Goldman Sachs gets into biotech investing with new venture fund

Dive Brief:

  • Goldman Sachs Asset Management has wrapped up fundraising for the first fund in its Life Sciences investment venture, securing $650 million in equity commitments.
  • The fundraising exceeded the firm’s target and ranks as one of the largest-ever rounds for a first-time private life sciences growth fund, Goldman said Wednesday. Institutional, strategic and high net worth investors participated, bolstering a “meaningful commitment” from Goldman Sachs employees.
  • The West Street Life Sciences I fund will target early- to mid-stage companies with a number of assets in their portfolios, plus startups focused on life sciences tools and diagnostics, Goldman said. The firm is particularly interested in precision medicine, genetic medicine, cell therapy, immunotherapy, synthetic biology and artificial intelligence.

Dive Insight:

Goldman’s foray into the biotech world shows continuing investor appetite in the venture capital arena, even while the public biotech market remains tepid.

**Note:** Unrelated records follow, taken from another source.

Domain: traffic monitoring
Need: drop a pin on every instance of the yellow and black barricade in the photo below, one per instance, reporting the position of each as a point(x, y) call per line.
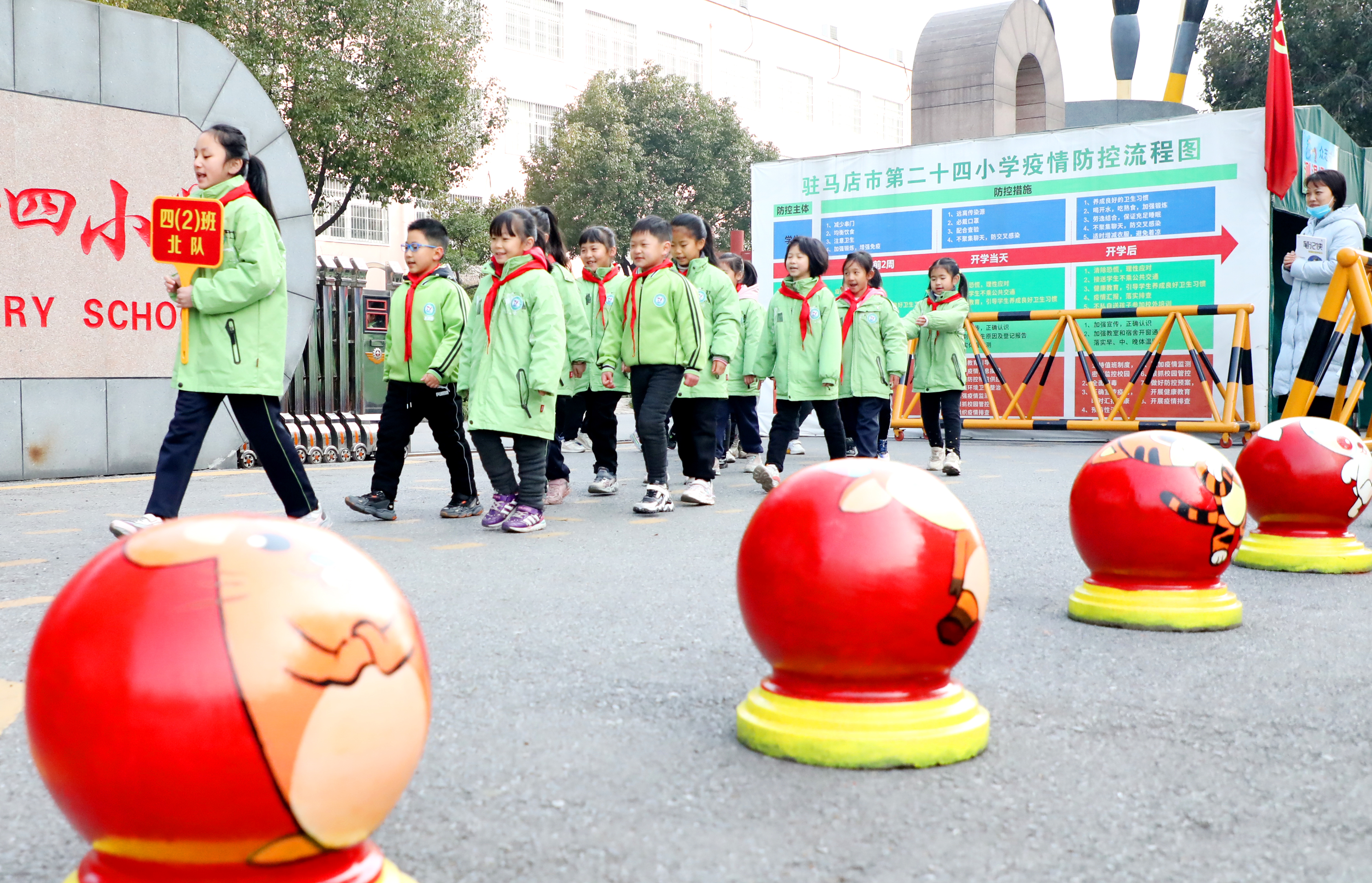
point(1117, 419)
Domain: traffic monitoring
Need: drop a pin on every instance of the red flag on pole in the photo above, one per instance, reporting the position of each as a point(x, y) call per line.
point(1282, 160)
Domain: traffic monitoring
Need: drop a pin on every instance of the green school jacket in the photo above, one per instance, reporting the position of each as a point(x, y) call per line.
point(597, 320)
point(504, 371)
point(942, 356)
point(876, 347)
point(438, 322)
point(719, 309)
point(659, 324)
point(238, 320)
point(578, 333)
point(751, 320)
point(802, 370)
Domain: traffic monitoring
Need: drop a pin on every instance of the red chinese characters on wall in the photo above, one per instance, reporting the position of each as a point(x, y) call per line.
point(52, 208)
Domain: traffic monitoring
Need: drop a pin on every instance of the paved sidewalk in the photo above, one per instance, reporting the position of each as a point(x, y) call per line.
point(585, 682)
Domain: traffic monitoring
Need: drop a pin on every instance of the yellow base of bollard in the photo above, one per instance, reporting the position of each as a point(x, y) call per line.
point(1264, 551)
point(869, 735)
point(390, 874)
point(1183, 610)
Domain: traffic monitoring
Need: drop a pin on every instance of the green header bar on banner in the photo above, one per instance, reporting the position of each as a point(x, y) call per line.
point(1040, 189)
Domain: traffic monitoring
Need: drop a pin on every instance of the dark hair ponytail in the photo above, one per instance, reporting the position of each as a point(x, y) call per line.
point(699, 230)
point(236, 148)
point(948, 264)
point(552, 245)
point(868, 266)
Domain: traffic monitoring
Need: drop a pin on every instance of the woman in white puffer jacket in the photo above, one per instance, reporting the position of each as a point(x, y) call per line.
point(1342, 227)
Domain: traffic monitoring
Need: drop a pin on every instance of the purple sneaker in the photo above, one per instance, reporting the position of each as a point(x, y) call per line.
point(501, 507)
point(525, 519)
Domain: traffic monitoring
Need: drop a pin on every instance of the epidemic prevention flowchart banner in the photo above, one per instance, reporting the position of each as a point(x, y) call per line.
point(1169, 212)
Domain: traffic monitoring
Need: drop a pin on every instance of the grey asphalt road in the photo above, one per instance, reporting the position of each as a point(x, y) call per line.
point(585, 683)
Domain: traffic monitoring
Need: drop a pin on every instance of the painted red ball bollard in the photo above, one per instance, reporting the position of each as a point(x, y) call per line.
point(864, 583)
point(1308, 481)
point(230, 699)
point(1157, 517)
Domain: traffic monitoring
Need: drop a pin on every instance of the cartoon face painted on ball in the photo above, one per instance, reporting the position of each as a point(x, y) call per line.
point(1215, 472)
point(330, 664)
point(1341, 440)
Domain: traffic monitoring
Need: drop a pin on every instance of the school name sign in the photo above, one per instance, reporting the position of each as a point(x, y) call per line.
point(1169, 212)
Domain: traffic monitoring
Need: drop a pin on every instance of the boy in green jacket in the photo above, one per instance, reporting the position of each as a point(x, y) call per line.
point(699, 410)
point(423, 341)
point(940, 373)
point(512, 369)
point(875, 352)
point(660, 335)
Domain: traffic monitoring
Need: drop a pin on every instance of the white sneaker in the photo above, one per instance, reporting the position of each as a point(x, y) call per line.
point(123, 528)
point(768, 476)
point(656, 499)
point(319, 518)
point(699, 492)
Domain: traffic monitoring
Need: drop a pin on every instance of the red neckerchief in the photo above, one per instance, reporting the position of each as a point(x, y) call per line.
point(536, 262)
point(600, 287)
point(410, 308)
point(632, 300)
point(238, 193)
point(852, 307)
point(804, 304)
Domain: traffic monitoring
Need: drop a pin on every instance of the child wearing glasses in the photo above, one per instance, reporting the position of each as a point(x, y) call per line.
point(422, 356)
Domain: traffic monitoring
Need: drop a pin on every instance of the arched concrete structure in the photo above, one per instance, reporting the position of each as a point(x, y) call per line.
point(984, 72)
point(151, 83)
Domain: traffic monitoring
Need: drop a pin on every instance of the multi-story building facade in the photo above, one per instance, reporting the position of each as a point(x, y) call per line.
point(804, 84)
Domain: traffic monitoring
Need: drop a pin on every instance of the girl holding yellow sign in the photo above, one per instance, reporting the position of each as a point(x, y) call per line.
point(235, 318)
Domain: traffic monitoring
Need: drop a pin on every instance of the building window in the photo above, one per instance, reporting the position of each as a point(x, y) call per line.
point(891, 117)
point(529, 124)
point(845, 109)
point(534, 26)
point(798, 92)
point(680, 57)
point(740, 79)
point(363, 221)
point(611, 44)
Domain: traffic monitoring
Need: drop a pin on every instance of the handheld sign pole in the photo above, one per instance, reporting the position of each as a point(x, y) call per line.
point(187, 234)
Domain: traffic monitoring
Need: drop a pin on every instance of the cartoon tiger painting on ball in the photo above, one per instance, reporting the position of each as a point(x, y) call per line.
point(1224, 513)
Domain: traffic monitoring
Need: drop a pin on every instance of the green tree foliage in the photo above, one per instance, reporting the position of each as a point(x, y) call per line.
point(645, 143)
point(379, 95)
point(1331, 60)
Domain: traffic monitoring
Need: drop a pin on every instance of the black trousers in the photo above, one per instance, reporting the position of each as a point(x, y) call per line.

The last year featured a number of new VC fund launches, including from Dimension, Cure Ventures, Yosemite, Foundery and Bioluminescence Ventures.

“The current environment provides an attractive opportunity for investing,” Amit Sinha, the head of Goldman’s Life Sciences Investing, said in the company’s statement. Technological advances are allowing new ways to attack diseases, creating a “golden era” for life sciences, he said.

Goldman established the life sciences group in 2021. Sinha and his investing team work alongside an advisory board of academics, clinicians, scientific experts and entrepreneurs that Goldman says have an average of more than 24 years of experience in the industry.

Life Sciences I has already committed about $90 million to five companies: Moma Therapeutics, Nested Therapeutics, TORL Biotherapeutics, Septerna and Rapport Therapeutics. The companies are using a variety of technologies including precision medicine and AI to develop new treatments for cancer, neurological conditions and rare diseases.

The venture capital activity stands in stark contrast to the slow pace of initial public offerings for biotechnology companies. A stock downturn that began in late 2021 largely persisted through 2023, leaving companies with fewer options for growth. While the sector’s flagship stock indexes showed some signs of improvement in recent months, they’re still far off the highs reached in 2021.